La censura non può essere condivisa.

Nelle proprie valutazioni conclusive, l’Autorità ha precisato che, alla luce delle risultanze istruttorie, i comportamenti oggetto di contestazione nell’ambito della comunicazione di avvio del presente procedimento, non possono essere ricondotti ad unità ed in particolare appaiono idonei ad integrare due pratiche commerciali dotate di autonomia strutturale, in quanto riferite a due diversi prodotti finanziari, l’apertura di linea di credito (offerta B) e il credito finalizzato classico (offerta A).

In particolare, l’amministrazione procedente ha specificato che le pratiche commerciali oggetto di valutazione consistono nella:

1) conclusione di contratti di finanziamento senza informare adeguatamente i consumatori sulla circostanza che l’importo del finanziamento richiesto per l’acquisto di specifici prodotti in vendita, tra l’altro, presso punti vendita M.W. e T., viene addebitato, come primo utilizzo, su una linea di credito contestualmente aperta utilizzabile mediante carta di credito, per la quale sono previsti oneri economici aggiuntivi rispetto al credito finalizzato classico (emissione e invio estratto conto, quota associativa ecc) di cui alle lettere a), b), c) e d) del punto II del provvedimento;

2) conclusione di contratti di finanziamento finalizzato classico senza informare adeguatamente i consumatori che la sottoscrizione del contratto comporta la contestuale richiesta di concessione di una linea di credito revolving a tempo indeterminato, utilizzabile anche mediante carta, e senza aver preventivamente acquisito, in modo chiaro e inequivocabile il consenso del consumatore all’apertura della linea di credito stessa, di cui alle lettere e) ed f).

Ha poi precisato che, alla luce delle risultanze in atti, le condotte individuate nel punto II del provvedimento sub lettere a) e c) e sub lettere b) e d), costituiscono atti della medesima pratica commerciale indicata sub 1) e che la condotta di cui alla lettera f) del punto II del provvedimento, ossia la concessione di una carta di credito "Aura" in assenza di una espressa e/o consapevole richiesta da parte del consumatore, e quella di cui alla lettera e), rappresentano condotte riconducibili alla pratica indicata sub 2).

L’AGCM ha evidenziato che le pratiche commerciali, così individuate, sono state realizzate in tutte le fasi di formazione del vincolo contrattuale: la fase promozionale, la fase precontrattuale e la fase di conclusione del contratto.
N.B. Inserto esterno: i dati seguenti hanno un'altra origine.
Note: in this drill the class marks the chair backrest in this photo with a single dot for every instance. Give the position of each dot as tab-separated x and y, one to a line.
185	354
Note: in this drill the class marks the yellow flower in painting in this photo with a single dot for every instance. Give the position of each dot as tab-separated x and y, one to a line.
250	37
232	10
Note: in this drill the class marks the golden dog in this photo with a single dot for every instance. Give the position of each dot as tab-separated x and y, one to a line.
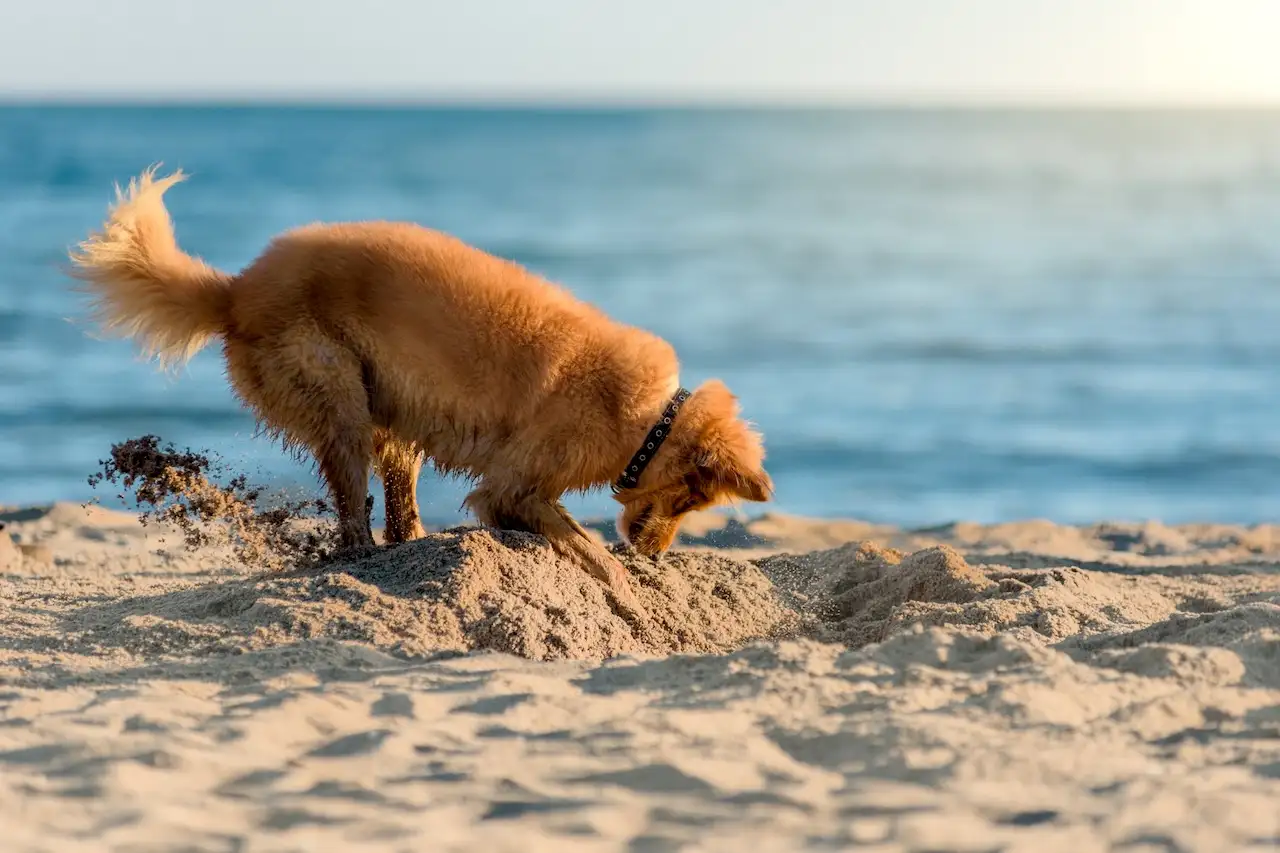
385	343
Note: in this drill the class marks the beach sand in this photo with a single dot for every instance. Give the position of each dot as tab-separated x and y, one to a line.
799	684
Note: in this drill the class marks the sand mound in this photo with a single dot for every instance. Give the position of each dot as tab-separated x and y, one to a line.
862	593
462	591
474	589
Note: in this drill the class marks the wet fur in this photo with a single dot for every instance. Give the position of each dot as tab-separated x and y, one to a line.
383	345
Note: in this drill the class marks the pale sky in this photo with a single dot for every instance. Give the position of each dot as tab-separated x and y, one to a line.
1147	51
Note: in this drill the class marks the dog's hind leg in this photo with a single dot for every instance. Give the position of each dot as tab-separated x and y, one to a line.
398	465
534	514
310	391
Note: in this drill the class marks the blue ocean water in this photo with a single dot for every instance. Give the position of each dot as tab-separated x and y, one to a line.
932	315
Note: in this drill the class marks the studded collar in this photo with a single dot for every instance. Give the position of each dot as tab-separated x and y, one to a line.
658	433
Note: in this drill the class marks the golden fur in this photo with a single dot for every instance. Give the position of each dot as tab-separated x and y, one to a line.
385	343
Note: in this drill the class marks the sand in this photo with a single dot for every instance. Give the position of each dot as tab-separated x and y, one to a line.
799	684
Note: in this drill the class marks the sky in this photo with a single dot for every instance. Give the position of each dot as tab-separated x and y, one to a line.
933	51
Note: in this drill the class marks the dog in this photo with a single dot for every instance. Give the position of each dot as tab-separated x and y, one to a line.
382	345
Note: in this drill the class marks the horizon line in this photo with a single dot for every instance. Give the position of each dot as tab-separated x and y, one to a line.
624	101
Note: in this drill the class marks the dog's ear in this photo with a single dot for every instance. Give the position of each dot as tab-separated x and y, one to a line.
718	475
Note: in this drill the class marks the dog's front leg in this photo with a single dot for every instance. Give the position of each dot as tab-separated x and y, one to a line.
549	519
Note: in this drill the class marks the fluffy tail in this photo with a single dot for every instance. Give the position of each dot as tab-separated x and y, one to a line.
142	286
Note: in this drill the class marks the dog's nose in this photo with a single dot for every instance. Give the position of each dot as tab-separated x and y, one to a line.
636	525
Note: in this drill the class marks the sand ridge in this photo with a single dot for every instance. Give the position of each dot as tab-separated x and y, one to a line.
964	688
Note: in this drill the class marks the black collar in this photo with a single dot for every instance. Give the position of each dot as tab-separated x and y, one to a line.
630	478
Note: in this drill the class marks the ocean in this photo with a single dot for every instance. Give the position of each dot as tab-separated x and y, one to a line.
931	315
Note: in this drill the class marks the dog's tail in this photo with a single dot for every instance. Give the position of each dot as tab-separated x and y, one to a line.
142	286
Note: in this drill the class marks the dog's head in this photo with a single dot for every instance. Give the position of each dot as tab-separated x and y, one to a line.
711	457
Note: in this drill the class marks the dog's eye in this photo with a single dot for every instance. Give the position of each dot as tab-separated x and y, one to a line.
688	503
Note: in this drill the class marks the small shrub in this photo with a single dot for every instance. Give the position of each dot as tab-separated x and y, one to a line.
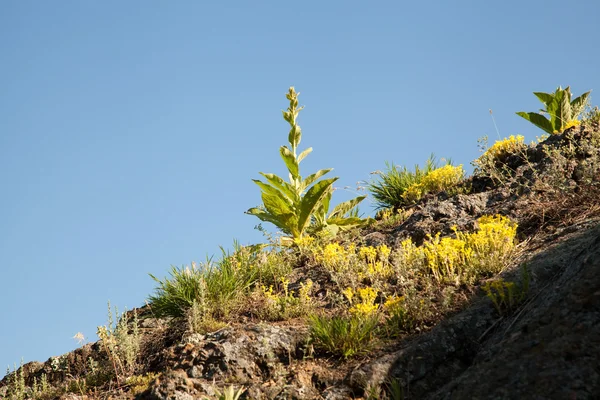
140	383
230	393
343	336
507	296
301	206
563	113
176	294
277	306
363	305
446	178
218	286
121	346
389	188
466	257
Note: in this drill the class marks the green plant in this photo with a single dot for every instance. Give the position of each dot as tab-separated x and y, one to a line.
507	296
446	178
216	286
16	383
390	187
301	205
562	111
343	336
230	393
277	306
121	346
176	294
140	383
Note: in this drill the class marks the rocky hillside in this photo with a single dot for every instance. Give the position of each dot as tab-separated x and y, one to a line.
527	327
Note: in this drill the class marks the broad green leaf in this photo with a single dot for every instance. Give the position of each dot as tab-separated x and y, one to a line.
311	201
290	160
545	98
341	209
304	154
273	191
346	222
275	205
311	178
282	185
578	105
538	120
281	223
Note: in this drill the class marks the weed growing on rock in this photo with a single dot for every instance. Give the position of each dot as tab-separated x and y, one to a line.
229	393
301	205
562	111
389	188
446	178
343	336
466	257
507	296
121	346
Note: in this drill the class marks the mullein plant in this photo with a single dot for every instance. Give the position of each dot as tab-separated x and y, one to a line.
301	206
563	112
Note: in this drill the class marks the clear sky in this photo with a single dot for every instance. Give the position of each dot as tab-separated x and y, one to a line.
130	130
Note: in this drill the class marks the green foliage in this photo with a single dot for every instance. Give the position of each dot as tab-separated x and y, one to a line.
121	345
230	393
343	336
281	305
301	205
389	190
562	111
16	383
507	296
445	178
176	294
217	287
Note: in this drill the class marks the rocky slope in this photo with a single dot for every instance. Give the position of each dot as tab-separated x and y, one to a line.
548	347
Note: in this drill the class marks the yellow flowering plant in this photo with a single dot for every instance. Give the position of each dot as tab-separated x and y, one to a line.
437	180
562	111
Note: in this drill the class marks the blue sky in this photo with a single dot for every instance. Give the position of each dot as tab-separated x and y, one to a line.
130	131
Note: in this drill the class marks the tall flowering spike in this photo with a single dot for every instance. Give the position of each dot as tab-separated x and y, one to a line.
290	116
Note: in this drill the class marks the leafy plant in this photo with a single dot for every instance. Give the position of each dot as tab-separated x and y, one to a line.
230	393
445	178
343	336
562	111
121	346
216	286
301	205
506	296
390	188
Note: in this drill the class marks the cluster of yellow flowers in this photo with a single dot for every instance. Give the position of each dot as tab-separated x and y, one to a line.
366	306
286	304
468	254
512	144
437	180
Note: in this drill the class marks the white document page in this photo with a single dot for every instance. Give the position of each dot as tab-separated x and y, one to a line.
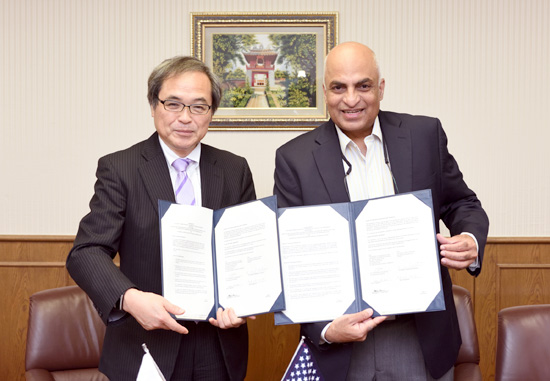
247	256
317	263
187	268
397	254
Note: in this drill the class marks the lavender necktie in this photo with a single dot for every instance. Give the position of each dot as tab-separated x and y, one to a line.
184	189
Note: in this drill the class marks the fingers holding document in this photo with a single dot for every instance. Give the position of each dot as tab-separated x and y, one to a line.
227	319
352	327
153	311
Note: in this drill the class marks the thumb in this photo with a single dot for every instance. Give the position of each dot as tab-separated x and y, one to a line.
173	309
365	314
442	240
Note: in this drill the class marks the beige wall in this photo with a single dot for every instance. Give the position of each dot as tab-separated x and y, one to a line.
73	87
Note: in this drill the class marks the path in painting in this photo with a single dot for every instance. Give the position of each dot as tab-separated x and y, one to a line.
258	99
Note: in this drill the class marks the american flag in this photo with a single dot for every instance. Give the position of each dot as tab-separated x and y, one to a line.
302	367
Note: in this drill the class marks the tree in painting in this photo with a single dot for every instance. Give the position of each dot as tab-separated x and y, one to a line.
226	52
299	52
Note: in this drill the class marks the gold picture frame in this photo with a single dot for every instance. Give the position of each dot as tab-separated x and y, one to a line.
270	65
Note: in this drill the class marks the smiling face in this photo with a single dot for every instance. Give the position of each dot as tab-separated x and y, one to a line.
353	89
182	131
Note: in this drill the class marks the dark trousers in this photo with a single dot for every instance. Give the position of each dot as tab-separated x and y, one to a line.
200	356
391	352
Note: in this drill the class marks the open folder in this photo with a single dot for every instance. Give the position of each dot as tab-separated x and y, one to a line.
306	264
342	258
224	258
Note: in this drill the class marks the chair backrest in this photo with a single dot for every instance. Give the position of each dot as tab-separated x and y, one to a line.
65	333
467	363
523	343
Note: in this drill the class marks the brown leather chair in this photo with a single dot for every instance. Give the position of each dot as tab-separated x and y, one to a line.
64	338
523	343
467	364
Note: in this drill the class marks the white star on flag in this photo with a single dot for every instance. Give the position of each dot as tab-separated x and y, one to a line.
302	367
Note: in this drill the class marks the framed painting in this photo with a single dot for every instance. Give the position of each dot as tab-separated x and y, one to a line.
270	66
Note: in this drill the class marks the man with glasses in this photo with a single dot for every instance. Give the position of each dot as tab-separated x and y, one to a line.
361	153
183	95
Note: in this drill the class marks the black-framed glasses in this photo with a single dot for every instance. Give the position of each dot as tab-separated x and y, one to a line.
175	106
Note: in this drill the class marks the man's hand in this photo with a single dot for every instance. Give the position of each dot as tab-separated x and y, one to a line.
152	311
352	327
458	252
227	319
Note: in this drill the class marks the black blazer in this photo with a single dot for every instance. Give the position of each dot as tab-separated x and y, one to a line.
309	171
124	219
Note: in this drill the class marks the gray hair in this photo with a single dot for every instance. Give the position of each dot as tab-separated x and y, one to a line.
176	66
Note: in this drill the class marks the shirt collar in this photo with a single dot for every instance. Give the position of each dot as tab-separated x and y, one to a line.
345	140
171	156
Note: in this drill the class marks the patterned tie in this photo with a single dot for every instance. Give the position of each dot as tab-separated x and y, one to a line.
184	189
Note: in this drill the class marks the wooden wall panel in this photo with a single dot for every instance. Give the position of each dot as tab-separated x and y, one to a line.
515	271
27	265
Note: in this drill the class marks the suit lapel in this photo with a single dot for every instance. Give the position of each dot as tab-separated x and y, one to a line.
211	179
329	163
154	172
398	140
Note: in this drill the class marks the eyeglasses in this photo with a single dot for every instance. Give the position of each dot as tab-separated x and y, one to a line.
175	106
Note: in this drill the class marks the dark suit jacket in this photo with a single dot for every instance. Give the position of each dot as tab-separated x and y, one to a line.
124	219
309	171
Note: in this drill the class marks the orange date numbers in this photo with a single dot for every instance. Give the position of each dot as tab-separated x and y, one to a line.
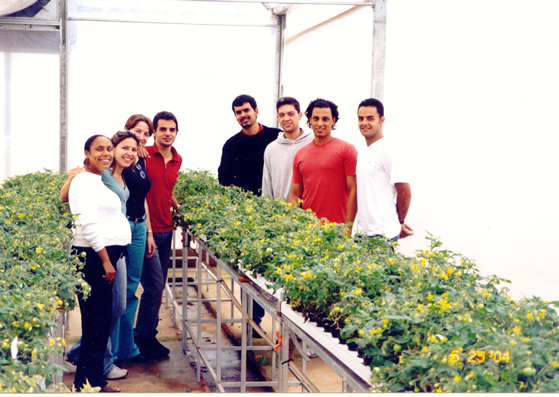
480	356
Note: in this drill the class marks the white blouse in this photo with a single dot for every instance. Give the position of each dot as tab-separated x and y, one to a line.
100	221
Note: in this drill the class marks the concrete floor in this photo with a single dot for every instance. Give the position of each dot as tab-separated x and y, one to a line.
171	375
177	374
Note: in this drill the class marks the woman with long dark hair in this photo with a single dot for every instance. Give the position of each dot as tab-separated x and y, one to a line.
101	234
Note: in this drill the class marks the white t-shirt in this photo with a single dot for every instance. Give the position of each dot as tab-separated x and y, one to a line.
100	222
378	169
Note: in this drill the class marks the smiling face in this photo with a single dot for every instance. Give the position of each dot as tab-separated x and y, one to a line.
100	155
245	115
166	133
141	130
370	123
126	153
322	123
289	118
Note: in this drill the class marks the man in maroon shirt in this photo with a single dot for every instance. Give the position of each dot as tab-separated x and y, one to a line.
162	165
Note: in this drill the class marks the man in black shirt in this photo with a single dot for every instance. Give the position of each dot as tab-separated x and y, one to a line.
242	159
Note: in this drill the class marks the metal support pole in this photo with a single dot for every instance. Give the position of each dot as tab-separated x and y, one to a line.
199	313
280	51
63	61
218	325
244	333
185	245
379	49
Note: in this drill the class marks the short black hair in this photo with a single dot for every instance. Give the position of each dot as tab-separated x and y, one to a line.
164	116
322	103
242	99
288	100
373	103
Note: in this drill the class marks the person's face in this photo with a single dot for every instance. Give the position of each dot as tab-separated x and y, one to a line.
100	155
245	115
322	122
141	130
166	133
126	152
370	123
289	118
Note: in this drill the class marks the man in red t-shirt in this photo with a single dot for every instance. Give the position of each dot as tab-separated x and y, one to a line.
162	166
324	170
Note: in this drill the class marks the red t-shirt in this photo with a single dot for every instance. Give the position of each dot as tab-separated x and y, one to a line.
322	171
163	178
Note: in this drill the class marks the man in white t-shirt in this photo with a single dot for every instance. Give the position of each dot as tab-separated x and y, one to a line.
383	190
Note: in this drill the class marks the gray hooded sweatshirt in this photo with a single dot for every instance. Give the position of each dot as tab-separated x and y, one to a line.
278	164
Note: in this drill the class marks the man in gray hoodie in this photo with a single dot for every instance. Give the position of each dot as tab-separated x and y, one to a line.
278	157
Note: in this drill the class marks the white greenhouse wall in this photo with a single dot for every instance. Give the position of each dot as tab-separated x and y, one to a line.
471	96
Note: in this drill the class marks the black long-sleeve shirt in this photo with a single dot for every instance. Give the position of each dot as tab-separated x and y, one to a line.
242	159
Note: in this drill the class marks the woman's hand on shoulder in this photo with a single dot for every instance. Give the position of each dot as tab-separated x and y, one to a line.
74	172
150	245
66	188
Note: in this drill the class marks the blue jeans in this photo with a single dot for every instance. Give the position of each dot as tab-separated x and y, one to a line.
123	337
119	304
154	277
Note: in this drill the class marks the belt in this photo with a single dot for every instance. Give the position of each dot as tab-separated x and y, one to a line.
136	220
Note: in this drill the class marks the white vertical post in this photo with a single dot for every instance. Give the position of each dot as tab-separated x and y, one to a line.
379	49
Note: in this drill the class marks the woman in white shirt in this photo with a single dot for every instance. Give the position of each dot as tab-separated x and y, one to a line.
102	233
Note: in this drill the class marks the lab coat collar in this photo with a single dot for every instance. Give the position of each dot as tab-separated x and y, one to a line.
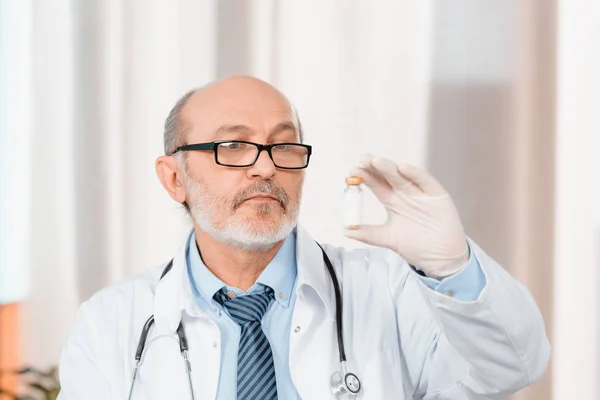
174	294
Con riferimento alla prima pratica commerciale, ha rilevato, innanzitutto, la sussistenza di omissioni informative rilevanti in merito alla natura ed alle caratteristiche dei finanziamenti offerti nella fase pubblicitaria, atteso che, dalle risultanze istruttorie, è emerso come presso i punti vendita M.W. e T., siano state diffuse nel corso del 2008 diverse campagne pubblicitarie volte a promuovere la possibilità di finanziare a "tasso zero" o a "interessi zero" l’acquisto di prodotti in vendita senza, tuttavia, informare i consumatori sulla possibilità di aderire alla promozione finanziaria effettuando una scelta tra due offerte: il credito finalizzato classico con eventuale apertura di linea di credito (c.d. offerta A) e l’apertura di linea di credito revolving (c.d. offerta B) e, in particolare, senza informare i destinatari che in questa seconda ipotesi l’importo del finanziamento richiesto sarebbe stato addebitato, come primo utilizzo, sulla linea di credito contestualmente aperta utilizzabile mediante carta di credito Aura, per la quale sono previsti oneri economici aggiuntivi rispetto al credito finalizzato classico (emissione e invio estratto conto, quota associativa ecc).

I messaggi pubblicitari riconducibili alle campagne, inoltre, a fronte di espressioni quali "interessi zero" o "vero tasso zero" idonee a creare nei destinatari l’idea che il finanziamento non comporti alcuna spesa, omettono di informare il consumatore che sia attratto dall’offerta finanziaria così proposta, della esistenza di costi a titolo di tenuta ed estratto conto, o di quota associativa, previsti nell’ipotesi di apertura della linea di credito e di contestuale utilizzo per il finanziamento del bene acquistato presso il punto vendita.

L’Autorità ha altresì specificato che tali costi rappresentano spese vive non calcolate nel TAEG, ma ha rilevato che la conoscenza di tali limitazioni appare idonea a modificare la percezione del potenziale acquirente in merito all’esatto contenuto delle pubblicità e, quindi, in grado di mitigare fortemente il tenore enfatico dei claim che caratterizzano le comunicazioni pubblicitarie.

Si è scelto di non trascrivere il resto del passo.